Do canonical transformations simply transform the coordinates of a particular system, leaving the physics unchanged? or can they transform between physically different systems? I haven't seen any evidence which shows that they keep the physics the same, but I don't see their usefulness otherwise.
They do both, actually. In other words, they establish a link between different physical systems, such that one can be described in terms of the other. For example, one canonical transformation can describe a damped harmonic oscillator in terms of variables that behave like an undamped oscillator (obviously, the transformation equations must be time-dependent for this to work). This allows us to talk about one problem in terms of another, perhaps simpler, problem.

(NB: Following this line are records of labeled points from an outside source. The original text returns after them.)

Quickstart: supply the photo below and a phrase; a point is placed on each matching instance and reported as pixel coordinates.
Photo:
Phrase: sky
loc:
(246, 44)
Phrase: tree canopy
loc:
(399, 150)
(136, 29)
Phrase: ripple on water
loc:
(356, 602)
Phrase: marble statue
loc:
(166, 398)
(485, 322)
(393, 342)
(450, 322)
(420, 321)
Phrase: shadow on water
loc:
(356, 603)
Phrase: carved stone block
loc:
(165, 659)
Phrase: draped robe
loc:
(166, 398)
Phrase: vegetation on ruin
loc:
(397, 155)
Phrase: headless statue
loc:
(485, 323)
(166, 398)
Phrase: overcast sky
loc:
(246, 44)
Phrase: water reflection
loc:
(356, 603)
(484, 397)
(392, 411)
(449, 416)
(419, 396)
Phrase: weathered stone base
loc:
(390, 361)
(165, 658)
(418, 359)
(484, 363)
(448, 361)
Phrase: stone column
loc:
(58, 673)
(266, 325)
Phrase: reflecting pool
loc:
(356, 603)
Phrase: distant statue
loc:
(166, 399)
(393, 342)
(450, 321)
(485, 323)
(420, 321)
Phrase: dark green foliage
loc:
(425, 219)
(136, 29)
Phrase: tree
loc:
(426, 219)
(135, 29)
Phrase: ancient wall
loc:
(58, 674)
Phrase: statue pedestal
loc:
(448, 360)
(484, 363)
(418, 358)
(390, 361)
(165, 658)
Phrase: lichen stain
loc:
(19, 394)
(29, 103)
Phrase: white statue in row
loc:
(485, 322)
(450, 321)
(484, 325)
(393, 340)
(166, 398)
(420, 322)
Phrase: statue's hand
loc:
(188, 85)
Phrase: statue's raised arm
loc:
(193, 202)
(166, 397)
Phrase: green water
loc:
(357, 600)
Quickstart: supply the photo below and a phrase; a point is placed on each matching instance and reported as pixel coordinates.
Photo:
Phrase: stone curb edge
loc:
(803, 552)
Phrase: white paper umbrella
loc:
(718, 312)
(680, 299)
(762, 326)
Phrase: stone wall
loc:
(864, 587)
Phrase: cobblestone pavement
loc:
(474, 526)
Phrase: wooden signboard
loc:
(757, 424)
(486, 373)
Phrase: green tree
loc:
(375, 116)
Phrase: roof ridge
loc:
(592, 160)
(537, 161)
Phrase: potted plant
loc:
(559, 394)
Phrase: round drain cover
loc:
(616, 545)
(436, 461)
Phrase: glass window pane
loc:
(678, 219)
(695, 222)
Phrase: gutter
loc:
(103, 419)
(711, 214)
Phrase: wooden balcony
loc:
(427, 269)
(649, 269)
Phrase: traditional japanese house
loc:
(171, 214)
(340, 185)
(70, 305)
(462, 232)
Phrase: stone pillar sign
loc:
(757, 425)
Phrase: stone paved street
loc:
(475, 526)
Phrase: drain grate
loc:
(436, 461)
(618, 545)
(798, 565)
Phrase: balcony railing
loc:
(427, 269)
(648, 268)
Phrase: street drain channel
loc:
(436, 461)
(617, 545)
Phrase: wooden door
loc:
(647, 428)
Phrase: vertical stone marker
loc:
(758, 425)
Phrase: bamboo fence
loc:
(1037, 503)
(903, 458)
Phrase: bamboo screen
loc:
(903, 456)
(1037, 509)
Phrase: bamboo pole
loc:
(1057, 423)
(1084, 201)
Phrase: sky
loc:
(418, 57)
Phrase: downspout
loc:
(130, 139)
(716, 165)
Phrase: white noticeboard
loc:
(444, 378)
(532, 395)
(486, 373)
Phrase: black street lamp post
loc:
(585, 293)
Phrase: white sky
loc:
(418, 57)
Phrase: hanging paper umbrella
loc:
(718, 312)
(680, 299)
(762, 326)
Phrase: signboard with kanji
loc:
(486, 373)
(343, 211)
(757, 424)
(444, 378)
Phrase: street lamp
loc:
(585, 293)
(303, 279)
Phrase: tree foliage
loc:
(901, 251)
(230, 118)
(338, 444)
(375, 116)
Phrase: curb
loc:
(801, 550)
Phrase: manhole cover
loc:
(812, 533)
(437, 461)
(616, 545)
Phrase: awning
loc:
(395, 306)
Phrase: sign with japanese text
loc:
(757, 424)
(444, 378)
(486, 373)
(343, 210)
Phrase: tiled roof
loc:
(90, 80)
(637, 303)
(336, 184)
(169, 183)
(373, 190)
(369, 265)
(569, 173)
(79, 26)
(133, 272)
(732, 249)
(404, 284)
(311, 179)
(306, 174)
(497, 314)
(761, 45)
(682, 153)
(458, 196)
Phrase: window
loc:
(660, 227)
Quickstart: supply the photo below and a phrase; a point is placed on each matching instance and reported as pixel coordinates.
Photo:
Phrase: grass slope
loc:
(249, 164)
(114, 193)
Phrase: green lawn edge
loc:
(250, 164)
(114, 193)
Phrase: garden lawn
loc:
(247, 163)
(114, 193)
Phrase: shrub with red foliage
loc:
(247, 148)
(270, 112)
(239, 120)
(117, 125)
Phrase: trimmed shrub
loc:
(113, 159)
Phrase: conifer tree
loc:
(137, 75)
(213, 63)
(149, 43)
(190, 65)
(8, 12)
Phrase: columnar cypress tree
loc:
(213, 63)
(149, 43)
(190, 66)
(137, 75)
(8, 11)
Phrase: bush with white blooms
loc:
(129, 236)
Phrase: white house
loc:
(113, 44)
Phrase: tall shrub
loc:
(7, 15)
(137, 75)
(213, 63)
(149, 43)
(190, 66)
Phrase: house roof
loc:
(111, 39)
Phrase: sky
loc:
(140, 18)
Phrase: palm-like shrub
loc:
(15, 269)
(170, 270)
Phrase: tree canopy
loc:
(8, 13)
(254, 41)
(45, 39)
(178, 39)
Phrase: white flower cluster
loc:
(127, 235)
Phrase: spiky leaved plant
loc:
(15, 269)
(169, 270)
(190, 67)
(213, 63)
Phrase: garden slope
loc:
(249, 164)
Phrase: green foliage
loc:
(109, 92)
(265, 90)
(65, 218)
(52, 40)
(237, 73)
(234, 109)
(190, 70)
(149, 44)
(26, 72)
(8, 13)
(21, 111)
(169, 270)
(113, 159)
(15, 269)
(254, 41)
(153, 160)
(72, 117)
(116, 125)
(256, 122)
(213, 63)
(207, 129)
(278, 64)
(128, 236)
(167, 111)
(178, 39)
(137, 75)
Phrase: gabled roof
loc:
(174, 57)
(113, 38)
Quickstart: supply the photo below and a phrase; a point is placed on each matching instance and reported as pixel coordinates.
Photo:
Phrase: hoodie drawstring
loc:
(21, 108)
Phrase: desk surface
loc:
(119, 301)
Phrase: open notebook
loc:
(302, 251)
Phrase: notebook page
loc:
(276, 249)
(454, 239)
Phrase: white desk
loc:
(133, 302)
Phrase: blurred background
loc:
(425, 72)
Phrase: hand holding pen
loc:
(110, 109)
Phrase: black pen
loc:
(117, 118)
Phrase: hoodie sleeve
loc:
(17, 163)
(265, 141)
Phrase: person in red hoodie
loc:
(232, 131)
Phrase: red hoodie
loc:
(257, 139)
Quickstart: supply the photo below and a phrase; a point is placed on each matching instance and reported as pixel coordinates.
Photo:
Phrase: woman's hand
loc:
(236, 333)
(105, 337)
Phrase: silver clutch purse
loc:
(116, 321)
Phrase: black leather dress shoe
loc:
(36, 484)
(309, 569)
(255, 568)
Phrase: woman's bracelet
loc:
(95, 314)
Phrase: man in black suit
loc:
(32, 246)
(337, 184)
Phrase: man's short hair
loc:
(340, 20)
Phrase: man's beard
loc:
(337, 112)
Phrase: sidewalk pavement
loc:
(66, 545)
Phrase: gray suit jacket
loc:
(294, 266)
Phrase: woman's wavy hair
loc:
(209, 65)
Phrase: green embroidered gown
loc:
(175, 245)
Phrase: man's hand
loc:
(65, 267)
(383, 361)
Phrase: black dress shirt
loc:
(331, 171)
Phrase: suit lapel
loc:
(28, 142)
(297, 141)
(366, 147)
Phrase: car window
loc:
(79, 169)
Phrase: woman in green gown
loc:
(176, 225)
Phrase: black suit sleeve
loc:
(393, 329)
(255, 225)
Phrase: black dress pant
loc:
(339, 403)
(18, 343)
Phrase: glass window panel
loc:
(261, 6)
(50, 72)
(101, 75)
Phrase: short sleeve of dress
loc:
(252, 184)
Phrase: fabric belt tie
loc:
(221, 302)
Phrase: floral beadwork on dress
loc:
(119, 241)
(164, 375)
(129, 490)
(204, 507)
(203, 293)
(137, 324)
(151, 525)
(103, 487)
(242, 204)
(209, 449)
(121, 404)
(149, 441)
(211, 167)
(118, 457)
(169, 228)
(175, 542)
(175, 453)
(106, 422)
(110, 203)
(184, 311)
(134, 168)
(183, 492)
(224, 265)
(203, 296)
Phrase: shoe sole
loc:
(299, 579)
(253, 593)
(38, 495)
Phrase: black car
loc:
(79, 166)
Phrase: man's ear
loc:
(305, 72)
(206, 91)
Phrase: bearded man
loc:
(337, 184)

Canonical transformations are important for classical mechanics for the same reason linear transformations are important for vector space theory. The important structure on a vector space is its linear structure, and linear transformations are transformations that preserve this. The important structure on phase space is the symplectic structure, and canonical transformations preserve this. Similarly, diffeomorphims are important in the theory of smooth manifolds, and conformal transformations are important in complex analysis and Riemann surface theory, and Unitary transformations are important in quantum mechanics. All these transformations preserve the relevant structure. The structure is usually defined by an algebra on the set, like multilinear/tensor algebra on vector spaces, or the Poisson bracket algebra on phase space for classical mechanics, or the inner product on quantum mechanical Hilbert spaces. But another point of view of thinking about the structure of sets was pioneered by Felix Klein, i.e. defining the structure of the sets by giving the transformations that preserve that structure. This is the idea behind the Erlangen program.
So canonical transformations are changes of coordinate sytems and the transformed system is the same as the old but viewed in the new coordinates? The fact that they are canonical is what preserves the symplectic structure and hence ensures we are still looking at the same system. Is this correct?
Symplectic structure is not structure of any particular system, its the structure of phase space itself for all systems.
I still don't see how you know the transformed system is the same as the original. The derivation involves applying the modified Hamilton's principle to both systems, so that they both satisfy Hamilton's equations. Couldn't this be done for any two systems, whether they are the same or not? I can't find anything in the derivation which requires the two systems to be the same physically.